Body falling off a smooth hemisphere - simple but I'm missing something. What is it?

Question

So here's the question that I'm stuck on.

A particle slides from the top of a smooth hemispherical surface of radius $R$ which is fixed on a horizontal surface. If it separates from the hemisphere at a height $h$ from the horizontal surface the speed of the particle when it leaves the surface is:

I can simply apply Conservation of Mechanical Energy(or Work-Energy Theorem, if you think like that) and get the first option as my answer =$ \sqrt{2g(R-h)}$

But, if I make a free body diagram at any arbitrary angle from the vertical I make the following equation- $mg\cos(x) - N= (mv^2)/R$

The particle leaves the surface when $N=0$ This gives us $v=\sqrt{Rg\cos(x)}$ and as $R\cos(x) =h\Rightarrow v=\sqrt{gh}$, which isn't an option.

Maybe I'm missing some concepts about circular motion and I can't understand what it is? Please help.

Answer 1

Actually, both of them are true! The one with $$v=\sqrt{2g(R-h)}$$ and $$v=\sqrt{gh}$$ But How?
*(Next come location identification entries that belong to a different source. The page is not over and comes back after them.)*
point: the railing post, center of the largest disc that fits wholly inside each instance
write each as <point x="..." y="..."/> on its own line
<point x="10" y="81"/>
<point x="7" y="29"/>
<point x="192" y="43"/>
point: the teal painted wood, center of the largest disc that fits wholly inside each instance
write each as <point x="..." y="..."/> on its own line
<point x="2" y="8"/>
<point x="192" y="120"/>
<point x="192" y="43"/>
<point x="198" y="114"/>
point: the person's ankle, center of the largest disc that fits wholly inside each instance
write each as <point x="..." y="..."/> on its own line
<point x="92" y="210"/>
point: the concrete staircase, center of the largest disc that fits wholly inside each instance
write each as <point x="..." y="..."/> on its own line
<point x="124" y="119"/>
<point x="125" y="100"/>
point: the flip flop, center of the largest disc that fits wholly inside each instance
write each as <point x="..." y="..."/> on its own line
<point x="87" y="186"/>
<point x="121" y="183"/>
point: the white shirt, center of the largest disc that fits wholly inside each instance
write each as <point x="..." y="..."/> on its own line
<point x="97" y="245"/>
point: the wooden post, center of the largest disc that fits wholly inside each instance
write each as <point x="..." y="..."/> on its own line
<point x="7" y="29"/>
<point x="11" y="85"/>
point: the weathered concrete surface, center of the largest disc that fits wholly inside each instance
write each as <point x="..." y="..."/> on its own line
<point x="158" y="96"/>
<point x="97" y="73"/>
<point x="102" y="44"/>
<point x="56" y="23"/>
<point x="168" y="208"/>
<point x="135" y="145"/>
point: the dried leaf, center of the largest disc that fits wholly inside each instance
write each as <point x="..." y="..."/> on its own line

See the leaving condition

$$mg\cos\theta =\frac{mv^2}{R}\Rightarrow \cos \theta =\frac{v^2}{Rg}$$ and from the energy conservation at two points $$v^2=2g(R-h)$$

$$\Rightarrow \cos\theta =\frac{2(R-h)}{R}$$

If you look at the diagram, You will find from simple geometry that $$\cos \theta =\frac{h}{R}=\frac{2(R-h)}{R}$$ $$\Rightarrow h=\frac{2R}{3}$$ If you put this into both of the expressions for $v$, You find the same result. $$v=\sqrt{\frac{2}{3}Rg}$$